This post is part 2 of my report on the the annual meeting for the Society of Biblical Literature, held Nov 17-20 in Chicago. Here is the first part. In its second session, our Applied Linguistics group hosted a panel to address the question, “Where should we set the bar in biblical language training?” The idea was to discuss what seminaries, colleges, and graduate programs should expect from students in their respective programs. For instance, when a seminary graduate finishes a 3-year M.Div, what level should his or her Greek/Hebrew be at?

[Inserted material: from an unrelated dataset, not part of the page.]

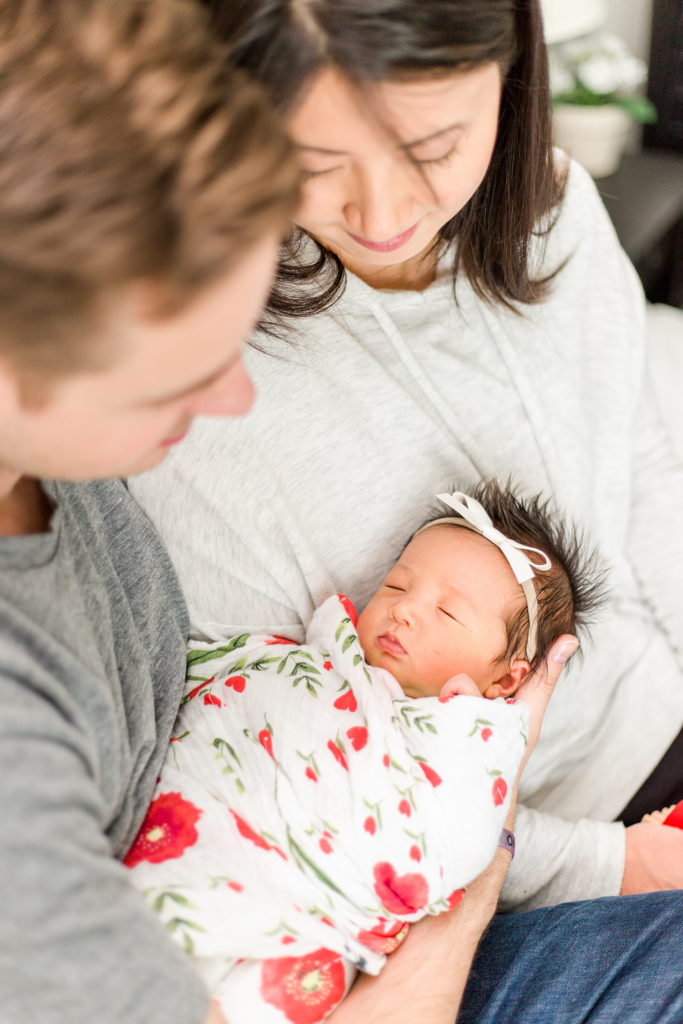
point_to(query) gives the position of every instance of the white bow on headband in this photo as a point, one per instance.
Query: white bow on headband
(475, 517)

I was quite surprised and very happy to see the turnout at this meeting. It was the fullest of any session I attended. I would estimate over 100 people attended–not bad for a group with such an exciting name (Applied Linguistics)! ;) That says to me that the influence of the communicative Greek/Hebrew movement is growing (largely due to the efforts of Randall Buth and the BLC and aided by the internet, especially groups like B-Greek, which numerous proponents of oral-aural approaches frequent). I have presented on communicative Greek teaching at the ETS or SBL for the past 5 years or so and I found this year’s audience by far the most receptive. The message is sinking in!
Panel participants included Hélène Dallaire, who teaches Hebrew at Denver Seminary and Robert Holmstedt, who teaches Hebrews at U of Toronto and blogs occasionally at Ancient Hebrew Grammar. Both of their papers were very good, and included a lot of thoughtful reflection on the importance of biblical language training and how to communicate that to students. Both also spoke helpfully from their substantial experience in teaching Hebrew about where the bar is currently being set and some possible strategies for raising the bar. Robert has posted his paper and some reflections on the panel here, so be sure to check that out.
I think I would be accurate in claiming that there was broad, maybe unanimous consent among the panelists and the audience that the bar was currently being set too low. Of course, I guess that’s what you should expect from a bunch of language teachers!